4. The choice of The Architects Collaborative, says art critic and architectural author Phil Isaacson ’47, L.H.D. ’97, “was a really severe break with tradition” for Bates, where ersatz-Georgian architecture dominated under President Phillips. Founded in 1945, TAC was the “aristocrat of American modernism,” Isaacson says. Yet it was the right firm for a tricky project: The Boston Globe once noted that TAC “believed in the collaborative ideal, and was always more interested in solving problems than creating images.”)

The architects, led by Sally Harkness, a founding TAC partner, would address all the issues.

Responding to the requirement of a single front entrance, the need for a large volume of space on the first floor and concerns over the building’s potential bulk, Harkness and TAC discarded the idea of incorporating Coram into any design. Instead, TAC suggested a terrace between  Coram and the new building. Beneath the terrace, 30,000 square feet of floor space, including basement space under Coram, would reduce visible, above-ground bulk and “allow [the library] to spring in graceful lines from the terrace” toward Alumni Gymnasium, said Reynolds.

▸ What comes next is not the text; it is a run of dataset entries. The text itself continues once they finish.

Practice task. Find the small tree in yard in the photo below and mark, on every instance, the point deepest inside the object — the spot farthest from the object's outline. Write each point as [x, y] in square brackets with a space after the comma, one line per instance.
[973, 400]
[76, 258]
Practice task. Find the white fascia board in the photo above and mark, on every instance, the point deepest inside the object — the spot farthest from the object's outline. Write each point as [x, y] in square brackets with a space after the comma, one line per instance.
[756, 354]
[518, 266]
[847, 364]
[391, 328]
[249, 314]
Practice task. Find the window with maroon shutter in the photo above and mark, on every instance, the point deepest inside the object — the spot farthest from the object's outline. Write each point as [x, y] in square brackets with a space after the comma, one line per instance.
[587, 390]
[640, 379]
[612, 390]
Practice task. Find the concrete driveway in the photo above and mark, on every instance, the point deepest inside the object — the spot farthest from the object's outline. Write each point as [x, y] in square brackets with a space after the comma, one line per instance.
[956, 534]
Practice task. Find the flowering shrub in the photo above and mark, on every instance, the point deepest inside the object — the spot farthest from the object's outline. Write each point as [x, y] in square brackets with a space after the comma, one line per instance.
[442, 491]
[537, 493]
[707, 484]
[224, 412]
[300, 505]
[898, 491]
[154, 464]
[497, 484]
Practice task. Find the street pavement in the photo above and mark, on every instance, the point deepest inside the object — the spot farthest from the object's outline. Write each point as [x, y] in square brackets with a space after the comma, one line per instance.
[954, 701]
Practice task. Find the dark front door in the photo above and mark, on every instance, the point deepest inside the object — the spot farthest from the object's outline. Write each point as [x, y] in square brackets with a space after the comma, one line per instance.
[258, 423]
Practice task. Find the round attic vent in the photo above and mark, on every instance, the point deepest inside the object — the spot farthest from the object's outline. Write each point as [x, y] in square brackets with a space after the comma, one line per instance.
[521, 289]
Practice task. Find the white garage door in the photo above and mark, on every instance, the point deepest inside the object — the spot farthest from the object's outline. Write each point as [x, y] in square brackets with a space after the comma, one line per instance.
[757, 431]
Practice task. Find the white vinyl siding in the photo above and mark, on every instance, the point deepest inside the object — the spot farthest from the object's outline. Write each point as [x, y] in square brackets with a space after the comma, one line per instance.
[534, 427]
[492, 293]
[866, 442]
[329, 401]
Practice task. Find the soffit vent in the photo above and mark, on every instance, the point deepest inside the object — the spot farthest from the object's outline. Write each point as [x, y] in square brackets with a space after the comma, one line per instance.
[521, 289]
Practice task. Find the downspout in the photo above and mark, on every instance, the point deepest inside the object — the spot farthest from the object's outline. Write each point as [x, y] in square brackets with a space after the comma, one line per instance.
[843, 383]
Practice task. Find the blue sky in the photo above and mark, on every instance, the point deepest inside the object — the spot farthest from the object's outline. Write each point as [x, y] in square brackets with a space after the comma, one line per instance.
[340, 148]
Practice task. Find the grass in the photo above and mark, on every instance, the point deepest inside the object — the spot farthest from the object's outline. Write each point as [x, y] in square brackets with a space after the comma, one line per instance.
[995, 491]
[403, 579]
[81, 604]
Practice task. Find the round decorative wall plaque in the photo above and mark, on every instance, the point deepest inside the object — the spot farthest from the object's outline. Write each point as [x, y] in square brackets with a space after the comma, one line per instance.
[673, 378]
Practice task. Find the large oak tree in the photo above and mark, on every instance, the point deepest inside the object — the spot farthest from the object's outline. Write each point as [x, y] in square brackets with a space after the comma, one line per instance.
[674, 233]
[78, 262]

The terrace, one story above campus walkways and nearby building entrances, would create new sight lines toward Hedge, Carnegie, Dana Chemistry and other buildings.

TAC associate-in-charge Jim Burlage developed the idea of the underpass and, below, an arcade. “The unique idea of students going through and under the building as the very center of campus activity was persuasive,” Reynolds noted.

TAC would report that “our yearning for spatial interest led to designing the pitched roof, giving a feeling of changes in height and space.” The pitched roof ensured that the front of the building remained in scale with Coram, while the large, glassy rear facade is compatible with Alumni Gym, the Gray Athletic Building and Chase.

Other challenges arose. An underground stream had to be contained and the College had to ask the city to give up the portion of Bardwell Street that ran through the site. Trustees fretted over the library’s physical relation to the athletic buildings (was it too tall?). During construction, the building was criticized as being a “parking garage” or a “city structure,” epithets used in The Bates Student..

Yet, as Reynolds noted, “the building’s functional perfection carried the day.” The Maine Arts and Humanities Commission would cite the building’s bold design and commend Bates for departing from its “conventional” past. A glowing review in Architectural Record followed in 1974. Two years later, Harkness’ design was recognized by the American Institute of Architects / American Library Association, a major honor.

More than three decades later, the library, says Isaacson, is still a “helluva building.” Various interior renovations in recent years, Wiemers says, “proof that a 1970s building can remain vital and contemporary, yet true to its origins.”

Particularly at night, Isaacson says, the building offers a dramatic sight when viewed from the athletic buildings. The “high, spire-like form” seen as one enters from Campus Avenue is “very dramatic, very inspirational.” The interior “speaks of the enthusiasm of American modernism,” he adds. “You feel that impulse, that push, when you enter. Inside, it’s a triumph.”

Yet though the “coy” entrance off the plaza adds drama to the height within, it is the building’s major “aesthetic shortcoming,” says Isaacson. Lacking a grand entrance and having all approaches by stair or inclined walkway has proven to be “awkward.” Quips Wiemers: “We still wish people could find the front door.”

The terrace, too, though it solves one problem creates “an equivocal space” that seems “suspended above an otherwise flat campus.” And while functional, the terrace, underpass and arcade reflect something of a “Boston aesthetic.”

Though in September 1973 some library work still remained, such as finishing the interior and completing the ground floor, The Student noted that campus quips had given way to anticipation of a better library. “Yes,” the story concluded. “We are ready.”